Rinse infected tissue in cold tap water.

Examine some of the tissue with a light microscope for oospores. Whether you see oospores or not, use the coverslip to slide the tissue onto water agar. Also, plate some of the tissue on a selective medium (see Part 1: Media for Pythium Culture).

Incubate the plates for 24 hours. Most species of Pythium grow rapidly on water agar while anything else in the sample grows relatively slowly or not at all. Growth on selective media is usually slower than on water agar or agar lacking antibiotics.

Transfer hyphae to a new plate of water agar.

Incubate the plates for 24 hours.

Using a light microscope, examine the hyphae.

Transfer coenocytic hyphae to a new plate of agar. Do not throw away any plates with growth until you are certain you successfully transferred the organism and it is definitely growing on the new plate.

Isolating from Soil by Baiting

Wet the soil well enough that it glistens in the light but not so wet that it puddles. That is called a saturated paste (Richards, L. A. and Staff, U. S. S. L. 1954. Diagnosis and improvement of saline and alkali soils. U. S. Department of Agriculture handbook 60:8-9). Do this in a plastic bag and insert some slices of potato from a surface disinfested, peeled tuber. It is suggested that the slices be thin enough and of a size to be able to later place them on agar in a Petri plate of agar and close the lid (because that is the next step).

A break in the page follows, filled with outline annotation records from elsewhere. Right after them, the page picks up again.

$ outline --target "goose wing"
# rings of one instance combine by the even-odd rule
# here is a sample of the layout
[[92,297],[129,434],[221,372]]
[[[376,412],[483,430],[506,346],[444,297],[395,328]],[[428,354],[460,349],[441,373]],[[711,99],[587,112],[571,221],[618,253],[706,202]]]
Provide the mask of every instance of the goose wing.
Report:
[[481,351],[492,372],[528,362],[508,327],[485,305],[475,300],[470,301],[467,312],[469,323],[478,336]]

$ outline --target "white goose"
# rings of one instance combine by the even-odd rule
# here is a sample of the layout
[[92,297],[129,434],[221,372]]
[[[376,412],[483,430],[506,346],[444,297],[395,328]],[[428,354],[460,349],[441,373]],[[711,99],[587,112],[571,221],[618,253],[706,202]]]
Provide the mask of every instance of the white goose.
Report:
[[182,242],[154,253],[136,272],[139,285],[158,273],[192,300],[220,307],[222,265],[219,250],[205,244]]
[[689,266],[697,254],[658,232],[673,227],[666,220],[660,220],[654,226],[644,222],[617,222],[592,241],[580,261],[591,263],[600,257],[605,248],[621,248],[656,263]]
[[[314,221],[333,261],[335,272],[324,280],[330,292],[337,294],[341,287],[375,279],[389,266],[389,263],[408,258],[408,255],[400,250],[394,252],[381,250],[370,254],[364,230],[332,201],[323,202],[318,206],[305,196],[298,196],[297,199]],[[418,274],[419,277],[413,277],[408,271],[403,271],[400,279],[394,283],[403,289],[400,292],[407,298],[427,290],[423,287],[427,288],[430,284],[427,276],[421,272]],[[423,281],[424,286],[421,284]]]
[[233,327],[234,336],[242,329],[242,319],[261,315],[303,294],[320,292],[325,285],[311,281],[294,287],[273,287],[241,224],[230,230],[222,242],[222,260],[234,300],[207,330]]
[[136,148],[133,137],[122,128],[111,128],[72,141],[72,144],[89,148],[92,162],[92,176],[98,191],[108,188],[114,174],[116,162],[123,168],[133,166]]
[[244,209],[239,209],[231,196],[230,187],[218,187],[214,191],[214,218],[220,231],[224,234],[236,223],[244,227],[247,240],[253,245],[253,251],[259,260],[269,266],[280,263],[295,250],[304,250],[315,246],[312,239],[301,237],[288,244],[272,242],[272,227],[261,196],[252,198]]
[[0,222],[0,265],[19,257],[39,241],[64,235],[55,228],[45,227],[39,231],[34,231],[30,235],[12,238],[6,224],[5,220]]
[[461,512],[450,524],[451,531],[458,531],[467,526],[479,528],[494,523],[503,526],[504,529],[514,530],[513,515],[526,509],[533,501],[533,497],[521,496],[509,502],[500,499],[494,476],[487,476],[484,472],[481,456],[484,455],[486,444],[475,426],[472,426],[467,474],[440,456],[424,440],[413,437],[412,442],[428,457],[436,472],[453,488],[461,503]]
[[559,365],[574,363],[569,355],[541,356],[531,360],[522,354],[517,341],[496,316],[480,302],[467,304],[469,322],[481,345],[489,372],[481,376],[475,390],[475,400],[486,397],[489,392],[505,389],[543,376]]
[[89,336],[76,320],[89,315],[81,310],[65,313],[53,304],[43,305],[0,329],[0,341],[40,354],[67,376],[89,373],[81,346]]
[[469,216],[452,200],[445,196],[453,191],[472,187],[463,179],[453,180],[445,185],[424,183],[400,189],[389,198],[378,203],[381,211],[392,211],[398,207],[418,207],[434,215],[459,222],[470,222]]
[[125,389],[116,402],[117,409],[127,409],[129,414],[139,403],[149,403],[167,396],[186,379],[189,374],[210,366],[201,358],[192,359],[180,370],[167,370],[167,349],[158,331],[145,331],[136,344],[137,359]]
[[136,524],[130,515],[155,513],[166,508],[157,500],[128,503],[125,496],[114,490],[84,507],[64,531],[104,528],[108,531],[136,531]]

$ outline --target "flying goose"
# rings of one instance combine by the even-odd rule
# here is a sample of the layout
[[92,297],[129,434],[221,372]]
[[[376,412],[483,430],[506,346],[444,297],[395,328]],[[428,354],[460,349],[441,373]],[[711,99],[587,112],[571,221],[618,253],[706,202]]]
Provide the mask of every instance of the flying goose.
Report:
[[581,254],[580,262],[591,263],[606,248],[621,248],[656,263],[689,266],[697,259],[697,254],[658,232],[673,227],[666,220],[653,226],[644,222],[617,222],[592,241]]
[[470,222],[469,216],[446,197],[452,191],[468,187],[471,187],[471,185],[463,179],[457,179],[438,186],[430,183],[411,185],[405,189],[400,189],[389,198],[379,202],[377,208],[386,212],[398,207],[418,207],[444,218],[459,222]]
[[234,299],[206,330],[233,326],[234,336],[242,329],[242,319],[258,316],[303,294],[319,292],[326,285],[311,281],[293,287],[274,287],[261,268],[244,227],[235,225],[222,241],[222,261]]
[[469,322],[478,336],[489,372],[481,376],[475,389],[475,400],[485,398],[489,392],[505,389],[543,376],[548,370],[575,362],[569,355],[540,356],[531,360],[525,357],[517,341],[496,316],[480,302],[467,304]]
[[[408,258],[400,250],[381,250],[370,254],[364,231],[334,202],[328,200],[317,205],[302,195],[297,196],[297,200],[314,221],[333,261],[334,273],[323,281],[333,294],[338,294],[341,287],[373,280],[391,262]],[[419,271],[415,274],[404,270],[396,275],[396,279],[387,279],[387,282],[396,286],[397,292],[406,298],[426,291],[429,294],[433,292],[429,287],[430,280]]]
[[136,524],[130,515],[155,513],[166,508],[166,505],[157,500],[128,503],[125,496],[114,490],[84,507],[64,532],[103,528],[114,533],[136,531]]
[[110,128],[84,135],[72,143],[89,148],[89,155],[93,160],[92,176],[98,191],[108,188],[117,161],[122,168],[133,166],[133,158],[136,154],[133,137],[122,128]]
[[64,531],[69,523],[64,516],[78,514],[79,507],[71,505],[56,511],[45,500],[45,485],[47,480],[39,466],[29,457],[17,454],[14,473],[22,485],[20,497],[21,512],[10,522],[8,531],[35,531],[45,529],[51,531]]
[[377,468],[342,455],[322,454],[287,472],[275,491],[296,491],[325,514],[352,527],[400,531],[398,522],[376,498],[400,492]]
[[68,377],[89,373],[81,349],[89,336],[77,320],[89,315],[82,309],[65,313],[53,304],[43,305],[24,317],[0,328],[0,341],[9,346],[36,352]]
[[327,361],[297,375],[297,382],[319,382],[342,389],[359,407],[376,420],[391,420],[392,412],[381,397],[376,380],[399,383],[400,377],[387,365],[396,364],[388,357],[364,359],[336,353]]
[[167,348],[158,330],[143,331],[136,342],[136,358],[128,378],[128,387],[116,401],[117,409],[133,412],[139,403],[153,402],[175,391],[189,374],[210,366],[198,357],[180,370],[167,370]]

Pieces of potato in moist soil sample

Incubate the baited soil for 24 hours at room temperature (~20-25°C)

Remove the pieces of potato and rinse off the soil in cold running tap water.

Place the slices on water agar or one of the selective media (see Part 1: Media for Pythium Culture).

Incubate the plates about 24 hours (No more than 48 hr. Usually if a lot of bacteria grow from the slice, Pythium will not be recovered regardless of the incubation time.)

Transfer hyphae to a new plate of water agar.

Incubate the plates for 24 hours. Most species of Pythium grow rapidly on water agar but sometimes they grow slowly while anything else in the sample grows very slowly or not at all.

Using a light microscope, examine the hyphae.

Transfer coenocytic hyphae to a new plate of agar. Do not throw away the original plate until you are certain you successfully transferred the organism and it is definitely growing on the new plate.